Skip to contents

Introduction

This vignette demonstrates how to extract sub-agency names from texts using a regex lookup table that includes agencies, sub-agency names, sections, and departments. The regextable::extract() function provides a consistent workflow for identifying sub-agency names across different texts.

Install and load the package:

Agencies Data File

The agencies_by_section table contains a sample of agencies, including their sub-agencies, acronyms, and reference sources used for matching and standardization. These are the regex patterns used for matching and standardization.

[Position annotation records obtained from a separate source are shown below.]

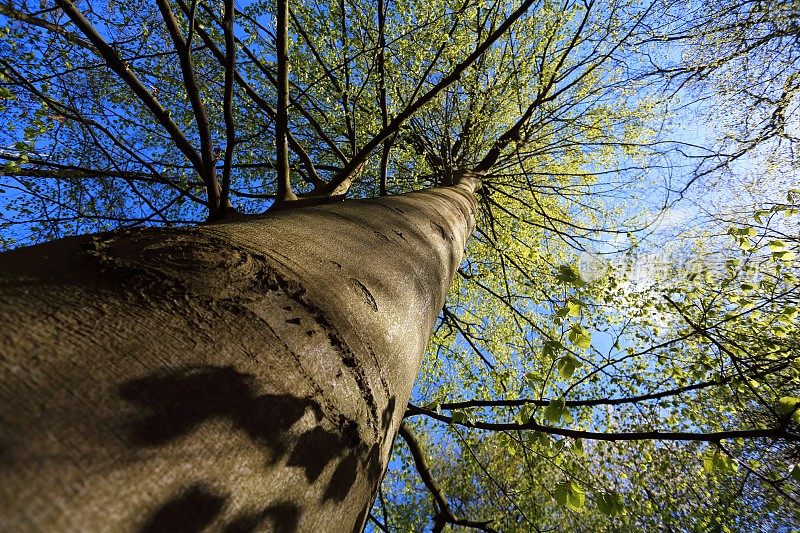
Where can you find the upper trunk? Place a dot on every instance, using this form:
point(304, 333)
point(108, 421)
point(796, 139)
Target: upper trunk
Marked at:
point(245, 375)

load("/Users/shirl/Downloads/agencies_by_section.rda")
kable(head(agencies_by_section))
section department agency subagency_name subagency_acronym
WHITE HOUSE OFFICE EXECUTIVE OFFICE OF THE PRESIDENT EOP WHITE HOUSE OFFICE NA
CHIEF OF STAFF EXECUTIVE OFFICE OF THE PRESIDENT EOP CHIEF OF STAFF NA
DEPUTY CHIEFS OF STAFF EXECUTIVE OFFICE OF THE PRESIDENT EOP DEPUTY CHIEFS OF STAFF NA
PRINCIPAL DEPUTY CHIEFS OF STAFF EXECUTIVE OFFICE OF THE PRESIDENT EOP DEPUTY CHIEFS OF STAFF NA
SENIOR ADVISERS EXECUTIVE OFFICE OF THE PRESIDENT EOP SENIOR ADVISERS NA
OFFICE OF WHITE HOUSE COUNSEL EXECUTIVE OFFICE OF THE PRESIDENT EOP OFFICE OF WHITE HOUSE COUNSEL NA

Body Data Files

The body_parsed dataset contains text sections along with associated organizational metadata. Each row includes the full text, the section and department it belongs to, the agency and sub-agency names, sub-agency acronyms, and any detected mentions of agencies or acronyms.

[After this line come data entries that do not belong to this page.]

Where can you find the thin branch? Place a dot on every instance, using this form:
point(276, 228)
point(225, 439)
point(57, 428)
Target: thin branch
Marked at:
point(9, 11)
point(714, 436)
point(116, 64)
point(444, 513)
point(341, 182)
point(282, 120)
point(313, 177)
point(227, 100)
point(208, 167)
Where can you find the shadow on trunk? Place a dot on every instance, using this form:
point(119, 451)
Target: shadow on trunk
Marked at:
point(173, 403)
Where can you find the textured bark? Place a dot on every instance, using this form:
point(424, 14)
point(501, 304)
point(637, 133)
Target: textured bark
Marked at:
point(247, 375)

load("/Users/shirl/Downloads/body_parsed.rda")
kable(head(body_parsed))
text section department agency subagency_name subagency_acronym agencies_mentioned acronyms_mentioned
Section One NA EXECUTIVE OFFICE OF THE PRESIDENT EOP POLICY COORDINATING COMMITTEE PCC NULL NULL
Section One NA EXECUTIVE OFFICE OF THE PRESIDENT EOP NATIONAL SECURITY COUNCIL NSC NULL NULL
Section One NA EXECUTIVE OFFICE OF THE PRESIDENT EOP DOMESTIC POLICY COUNCIL DPC NULL NULL
Section One NA EXECUTIVE OFFICE OF THE PRESIDENT EOP COUNCIL ON ENVIRONMENTAL QUALITY NEPA NULL NULL
Section One NA DEPARTMENT OF LABOR DOL EQUAL EMPLOYMENT OPPORTUNITY COMMISSION EEOC NULL NULL
WHITE HOUSE OFFICE WHITE HOUSE OFFICE EXECUTIVE OFFICE OF THE PRESIDENT EOP WHITE HOUSE OFFICE NA NULL NULL

Extracting Sub-Agency Names from Body Texts

This example demonstrates how to search the text column of the body_parsed dataset using patterns from the subagency_name column of the agencies_by_section regex table.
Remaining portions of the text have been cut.